The aim of this study was to characterize the evolution of Chinook 
salmon chromosomes relative to that of other salmonids following 
a whole duplication event in a common ancestor. This goal was 
achieved by improving the genomic resources for the species and by 
performing comparative mapping. We have developed a reference 
database of RAD loci for Chinook salmon comprising 48,528 non- 
duplicated loci and 6409 known duplicated loci. We identified 7151 
polymorphic RAD loci in three haploid families that were used, along 
with 153 SNP loci currently used in conservation and management 
studies, to create a consensus map with a length of 4163 cM. The map 



comprised 34 linkage groups, which were anchored to all Chinook 
salmon chromosome arms using microsatellite loci that have been 
physically mapped in previous studies.
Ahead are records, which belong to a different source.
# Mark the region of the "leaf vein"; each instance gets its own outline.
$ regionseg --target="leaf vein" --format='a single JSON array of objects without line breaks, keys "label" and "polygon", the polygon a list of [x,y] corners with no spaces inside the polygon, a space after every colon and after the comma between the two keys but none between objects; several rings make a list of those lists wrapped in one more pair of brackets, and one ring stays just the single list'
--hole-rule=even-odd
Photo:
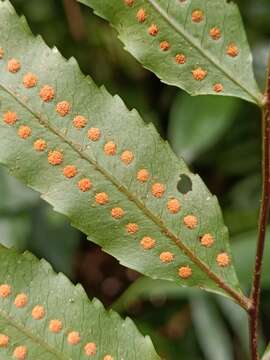
[{"label": "leaf vein", "polygon": [[207,276],[212,279],[220,288],[222,288],[225,292],[230,294],[241,306],[246,308],[248,305],[248,300],[245,297],[238,293],[236,290],[232,289],[222,278],[220,278],[217,274],[212,272],[210,268],[200,260],[190,248],[188,248],[171,230],[169,230],[162,220],[158,219],[155,214],[153,214],[150,210],[148,210],[143,203],[141,203],[133,194],[131,194],[128,189],[120,184],[118,180],[111,175],[106,169],[99,166],[97,161],[86,155],[80,150],[80,146],[73,143],[69,140],[64,134],[60,133],[58,129],[56,129],[52,124],[50,124],[46,119],[42,118],[39,114],[36,114],[34,110],[32,110],[28,104],[23,102],[15,93],[13,93],[10,89],[8,89],[5,85],[0,83],[0,87],[7,92],[10,96],[12,96],[20,105],[22,105],[27,111],[29,111],[39,122],[40,125],[49,129],[52,133],[54,133],[57,137],[59,137],[64,143],[66,143],[73,151],[75,151],[80,158],[92,164],[97,171],[99,171],[105,178],[107,178],[117,189],[122,192],[129,201],[133,202],[154,224],[156,224],[161,233],[167,236],[190,260],[197,265]]}]

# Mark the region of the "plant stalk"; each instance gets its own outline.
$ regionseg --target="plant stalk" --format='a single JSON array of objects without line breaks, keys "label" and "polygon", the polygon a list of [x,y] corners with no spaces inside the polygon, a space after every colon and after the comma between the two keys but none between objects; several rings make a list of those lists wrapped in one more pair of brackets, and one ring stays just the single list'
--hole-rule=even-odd
[{"label": "plant stalk", "polygon": [[253,273],[253,285],[250,295],[252,306],[249,310],[250,349],[252,360],[259,360],[258,319],[261,292],[261,274],[265,248],[266,228],[270,209],[270,62],[267,76],[265,104],[262,109],[262,136],[262,199],[260,206],[257,253]]}]

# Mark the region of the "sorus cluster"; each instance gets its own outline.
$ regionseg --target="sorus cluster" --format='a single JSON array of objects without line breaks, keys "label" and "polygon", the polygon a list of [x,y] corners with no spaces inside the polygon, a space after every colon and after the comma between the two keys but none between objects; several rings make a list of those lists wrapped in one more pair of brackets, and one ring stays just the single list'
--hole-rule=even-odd
[{"label": "sorus cluster", "polygon": [[[82,343],[81,334],[77,330],[69,330],[66,328],[68,324],[65,324],[62,319],[49,319],[47,316],[46,308],[44,305],[37,304],[34,307],[30,307],[29,305],[29,296],[24,293],[13,294],[13,289],[10,284],[0,284],[0,301],[12,301],[12,306],[16,311],[22,311],[22,309],[29,310],[29,316],[33,321],[37,322],[46,322],[44,326],[47,326],[48,331],[51,334],[57,336],[60,333],[64,333],[66,336],[66,342],[70,346],[83,346],[84,354],[87,357],[95,356],[99,349],[98,345],[89,341],[87,343]],[[17,342],[17,339],[16,339]],[[1,348],[9,348],[12,347],[12,338],[8,334],[0,333],[0,351]],[[15,347],[11,349],[12,357],[16,360],[26,360],[28,358],[32,358],[30,354],[30,350],[24,344],[16,344]],[[103,354],[103,360],[116,360],[110,354]]]}]

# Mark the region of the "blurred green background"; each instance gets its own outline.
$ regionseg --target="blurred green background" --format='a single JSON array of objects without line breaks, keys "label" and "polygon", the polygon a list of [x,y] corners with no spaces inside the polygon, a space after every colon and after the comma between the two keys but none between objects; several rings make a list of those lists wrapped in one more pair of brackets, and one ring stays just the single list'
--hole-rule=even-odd
[{"label": "blurred green background", "polygon": [[[176,154],[202,176],[220,200],[237,272],[249,291],[261,186],[257,108],[231,98],[191,98],[162,84],[123,50],[107,23],[73,0],[11,2],[50,46],[57,46],[67,58],[74,56],[85,74],[119,94],[130,108],[137,108],[145,121],[154,122]],[[263,88],[270,1],[236,2]],[[57,271],[81,282],[90,298],[96,296],[132,317],[143,333],[151,335],[164,359],[249,359],[247,319],[233,303],[152,281],[124,268],[3,168],[0,199],[1,242],[44,257]],[[267,243],[260,314],[262,348],[270,340],[270,235]]]}]

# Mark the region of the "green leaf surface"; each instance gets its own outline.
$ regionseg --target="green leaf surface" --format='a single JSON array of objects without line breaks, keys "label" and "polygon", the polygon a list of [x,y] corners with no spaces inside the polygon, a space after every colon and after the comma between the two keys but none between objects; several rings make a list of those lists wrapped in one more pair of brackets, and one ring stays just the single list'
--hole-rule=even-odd
[{"label": "green leaf surface", "polygon": [[[202,294],[191,298],[192,320],[207,360],[232,360],[230,334],[214,302]],[[207,331],[206,331],[207,329]]]},{"label": "green leaf surface", "polygon": [[45,258],[57,272],[72,278],[81,234],[70,227],[65,216],[52,212],[46,203],[42,205],[33,215],[32,236],[24,249]]},{"label": "green leaf surface", "polygon": [[248,316],[245,311],[240,310],[233,302],[223,297],[216,298],[224,318],[228,321],[234,333],[239,338],[240,344],[245,353],[245,358],[249,358],[249,331]]},{"label": "green leaf surface", "polygon": [[170,281],[141,277],[118,297],[112,308],[119,313],[124,313],[138,301],[150,301],[151,299],[163,299],[164,297],[166,299],[186,299],[193,294],[198,294],[199,291],[198,289],[179,287]]},{"label": "green leaf surface", "polygon": [[31,222],[27,216],[0,217],[0,241],[6,247],[24,249],[31,233]]},{"label": "green leaf surface", "polygon": [[39,201],[38,194],[10,176],[4,168],[0,169],[0,199],[0,214],[16,214],[34,207]]},{"label": "green leaf surface", "polygon": [[[269,228],[267,234],[269,234]],[[234,258],[237,259],[235,263],[237,274],[243,287],[249,288],[252,281],[252,271],[254,266],[254,259],[256,256],[256,237],[257,230],[244,232],[241,235],[232,238],[232,252]],[[262,288],[268,290],[270,288],[270,237],[266,239],[264,271],[262,272]],[[169,299],[182,299],[192,297],[197,294],[196,289],[180,288],[175,283],[163,280],[152,280],[147,277],[141,277],[131,284],[128,289],[116,300],[113,308],[117,312],[124,312],[138,300],[150,300],[155,297],[166,296]],[[241,329],[245,326],[247,317],[244,312],[240,312],[238,307],[229,302],[225,298],[220,298],[220,305],[226,310],[226,318],[232,323],[232,327],[237,324],[242,324]],[[224,306],[223,306],[224,304]],[[231,305],[230,305],[231,304]],[[225,312],[225,311],[224,311]],[[236,315],[238,313],[238,316]],[[241,337],[247,336],[245,332],[241,331]],[[248,338],[248,336],[246,337]]]},{"label": "green leaf surface", "polygon": [[[270,228],[267,228],[265,242],[265,258],[262,271],[262,288],[270,288]],[[242,284],[250,286],[252,282],[252,272],[256,257],[257,230],[248,231],[235,237],[233,244],[233,254],[237,258],[237,274]]]},{"label": "green leaf surface", "polygon": [[[217,199],[154,127],[145,125],[119,97],[85,78],[74,59],[66,61],[56,49],[34,38],[8,1],[0,2],[0,44],[4,49],[0,60],[1,163],[127,267],[152,278],[219,292],[244,305]],[[16,73],[7,71],[11,58],[21,63]],[[33,88],[22,84],[29,72],[38,77]],[[40,97],[45,84],[55,90],[50,102]],[[63,117],[56,111],[62,101],[70,105]],[[17,113],[13,125],[4,121],[8,111]],[[83,129],[74,126],[78,115],[87,121]],[[22,138],[18,133],[25,125],[31,134]],[[93,127],[100,130],[97,141],[88,138]],[[33,146],[38,139],[46,142],[43,151]],[[108,155],[112,143],[113,155]],[[52,159],[52,154],[58,157]],[[59,160],[58,165],[52,165],[52,160]],[[69,165],[77,170],[71,178],[64,176]],[[145,182],[140,176],[138,180],[142,169],[149,175]],[[191,185],[184,194],[181,184],[178,190],[183,174]],[[88,179],[86,188],[78,186],[83,179]],[[136,224],[135,230],[134,225],[128,227],[131,233],[128,224]],[[210,247],[201,243],[206,234],[213,239]],[[225,264],[220,264],[218,256],[224,253]]]},{"label": "green leaf surface", "polygon": [[[175,301],[176,303],[179,303],[183,300],[192,302],[193,299],[195,300],[198,299],[200,294],[201,292],[197,289],[179,288],[176,284],[168,281],[152,280],[147,277],[141,277],[138,280],[136,280],[133,284],[131,284],[126,291],[124,291],[124,293],[115,301],[112,308],[121,314],[130,311],[130,309],[132,309],[132,306],[143,301],[153,302],[156,299],[158,300],[162,299],[162,301],[167,300],[167,303],[168,301],[172,301],[172,300]],[[224,318],[230,323],[231,328],[233,329],[234,333],[241,342],[241,347],[245,352],[246,357],[248,357],[247,354],[249,353],[249,334],[248,334],[248,317],[246,312],[244,310],[239,309],[239,306],[237,306],[232,301],[224,297],[221,296],[214,296],[211,298],[209,297],[207,301],[211,303],[211,306],[213,306],[212,300],[215,300],[215,303],[220,308],[221,313],[223,313],[224,315]],[[193,305],[195,305],[195,303],[193,303]],[[207,310],[209,311],[209,308],[204,310],[203,306],[198,307],[198,311],[205,312],[206,319],[209,316]],[[196,317],[197,315],[194,316]],[[216,315],[217,315],[217,311],[215,309],[213,315],[213,321],[215,321],[214,318],[216,317]],[[210,317],[211,316],[212,315],[210,315]],[[200,321],[200,319],[198,319],[198,321]],[[206,321],[209,321],[209,323],[211,322],[211,320],[206,320]],[[220,319],[219,319],[219,323],[220,323]],[[209,325],[207,325],[206,327],[210,328]],[[221,325],[221,327],[223,328],[224,325],[223,326]],[[216,329],[216,327],[214,328]],[[203,333],[205,336],[205,332]],[[154,340],[152,336],[151,338],[152,340]],[[208,337],[206,341],[209,341]],[[216,346],[216,348],[218,349],[219,347]],[[213,349],[213,354],[214,353],[215,353],[215,349]],[[223,356],[224,356],[224,351],[223,351]],[[210,360],[210,357],[208,360]]]},{"label": "green leaf surface", "polygon": [[192,162],[215,145],[234,121],[238,104],[234,98],[176,96],[168,129],[175,153]]},{"label": "green leaf surface", "polygon": [[[163,82],[191,95],[230,95],[261,105],[250,48],[234,3],[227,0],[79,1],[110,21],[125,48]],[[157,27],[155,36],[149,34],[153,24]],[[203,71],[199,71],[200,80],[193,76],[193,71],[198,69]]]},{"label": "green leaf surface", "polygon": [[270,344],[267,346],[267,349],[263,355],[262,360],[270,360]]},{"label": "green leaf surface", "polygon": [[[9,339],[6,345],[3,335]],[[27,350],[20,359],[27,360],[160,359],[149,337],[140,335],[130,319],[107,312],[96,299],[89,301],[80,285],[56,274],[45,260],[3,246],[0,339],[1,360],[16,358],[20,347]],[[96,354],[89,355],[90,349]]]}]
The placement of 799 
duplicated loci on the linkage map revealed an uneven distribution 
of these loci across chromosomes, suggesting that homeologs diverged 
at different rates following whole genome duplication. Crossover 
frequency measured in one haploid family confirmed near complete 
interference across chromosome arms. Finally, the genome map 
supports previously published homologies among rainbow trout 
and Chinook salmon chromosome arms, but these homologies are 
supported using more extensive data and centromere placement. 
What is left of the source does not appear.